Politische Konkordanz, nicht bloss arithmetisch

Recht zu geben ist Thomas Maissen wie auch Michael Hermann, dass die Konkordanz in einer tief greifenden Krise steckt. Beide liefern allerdings keine adäquate Analyse ihrer Ursache. Das ist vor allem ein Manko bei Hermann, der immerhin ein über zweihundertseitiges Buch verfasst hat. Indem er nicht auf die Entstehungsgeschichte der «Zauberformel» im Bundesrat von 1959 eingeht, blendet er zugleich deren politischen Gehalt aus. Beim Aufbau der Konkordanz ging es - entgegen dem was heute vor allem die SVP behauptet, aber nicht nur sie - nicht primär um die Aufteilung der Bundesratssitze unter den grössten Parteien nach deren Stärke. Voraussetzung dafür, überhaupt für die Beteiligung im Bundesrat in Betracht zu kommen, war die Anerkennung gewisser Werte und politischer Gemeinsamkeiten.

Zum einen war dies in der Zeit des Nationalsozialismus und danach im Kalten Krieg die Anerkennung der militärischen Landesverteidigung (von der SP im Programm von 1935 vollzogen), zum zweiten die Bereitschaft zum sozialen Ausgleich statt Klassenkampf (dafür hat das «Friedensabkommen» in der Metallindustrie von 1937 Pionierdienste geleistet) und zum dritten die Nichtzusammenarbeit mit links- oder rechtsextremen politischen Kräften (weder «Volksfront» noch «Frontenfrühling»). Dazu gehörte weiter eine gewisse Öffnung der Schweiz gegenüber der internationalen Staatengemeinschaft: 1961 Beitritt zur OECD, 1963 zum Europarat, 1966 zum GATT, 1969 erster Bericht zum Verhältnis der Schweiz zur UNO. Eine formelle Vereinbarung zur Konkordanz gab es aber nicht und schon gar keine Regeln über den Umgang mit Verstössen dagegen.

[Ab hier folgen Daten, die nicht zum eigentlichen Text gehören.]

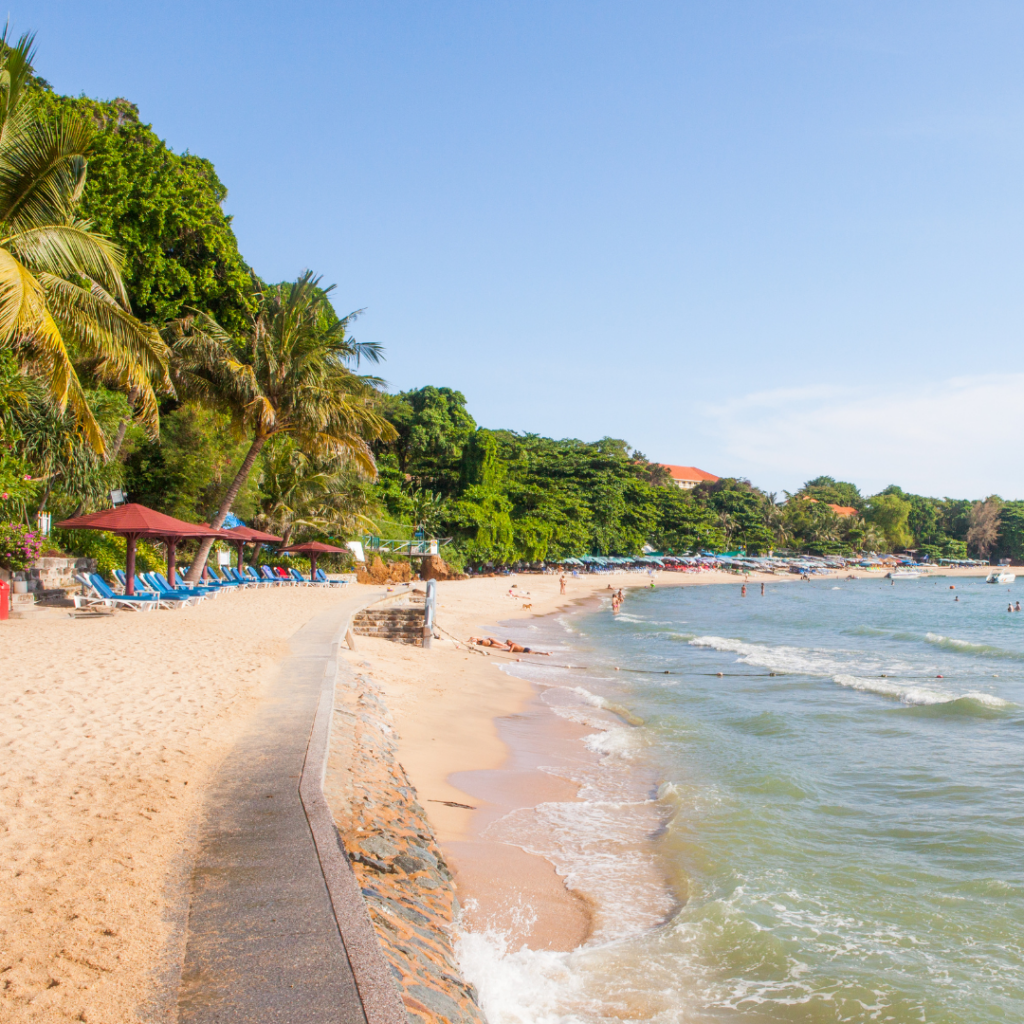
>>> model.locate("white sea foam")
[584,726,642,760]
[456,929,586,1024]
[834,675,1012,708]
[689,636,934,676]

Konkordanz zeigt «Abnützungserscheinungen»

Nach dem Ende des Kalten Krieges hat sich die Bedeutung der militärischen Landesverteidigung stark relativiert.5 Zudem sind die Militärausgaben seit Jahren massiv abgebaut worden. Die endlosen Konzeptionsdiskussionen zeigen, dass kein Konsens mehr besteht in Bezug auf Ausrichtung und Aufgaben der Armee. Ein gemeinsamer Nenner der Konkordanz ist verloren gegangen. Besonders umstritten ist die Beteiligung an internationalen Einsätzen zur Friedenssicherung.

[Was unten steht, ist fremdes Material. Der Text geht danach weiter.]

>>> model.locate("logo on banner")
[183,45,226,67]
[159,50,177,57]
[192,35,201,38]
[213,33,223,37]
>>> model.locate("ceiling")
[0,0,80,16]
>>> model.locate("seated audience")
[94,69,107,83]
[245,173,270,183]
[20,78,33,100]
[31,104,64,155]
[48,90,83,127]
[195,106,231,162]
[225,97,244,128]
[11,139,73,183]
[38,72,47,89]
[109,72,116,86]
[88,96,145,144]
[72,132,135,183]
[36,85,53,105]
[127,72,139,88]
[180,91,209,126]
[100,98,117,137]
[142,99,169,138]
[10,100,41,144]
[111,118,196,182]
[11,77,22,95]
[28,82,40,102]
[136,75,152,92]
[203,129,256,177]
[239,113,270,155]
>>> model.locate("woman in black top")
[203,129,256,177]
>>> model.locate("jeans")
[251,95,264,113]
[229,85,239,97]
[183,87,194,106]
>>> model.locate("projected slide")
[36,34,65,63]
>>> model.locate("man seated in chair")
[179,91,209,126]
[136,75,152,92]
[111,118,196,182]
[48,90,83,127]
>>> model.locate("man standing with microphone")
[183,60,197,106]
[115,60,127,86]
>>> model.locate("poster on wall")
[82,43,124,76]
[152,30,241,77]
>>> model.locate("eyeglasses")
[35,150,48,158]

Aber auch sonst zeigte die Konkordanz gewisse «Abnützungserscheinungen». Bei der Frage des sozialen Ausgleichs gehen die Meinungen zunehmend auseinander. So sind einerseits neoliberale Staatsabbau- und Deregulierungstheorien ins Spiel gebracht worden, während anderseits zunehmend umstritten ist, welche sozialen Absicherungen wie zu finanzieren sind. Ob es angesichts der sich ständig öffnenden Schere zwischen arm und reich und den explodierenden Millionenbezügen für gewisse Manager gelingen kann, den sozialen Frieden in der Schweiz zu retten, ist fraglich. Da wäre eine Erneuerung der Konkordanz gefragt.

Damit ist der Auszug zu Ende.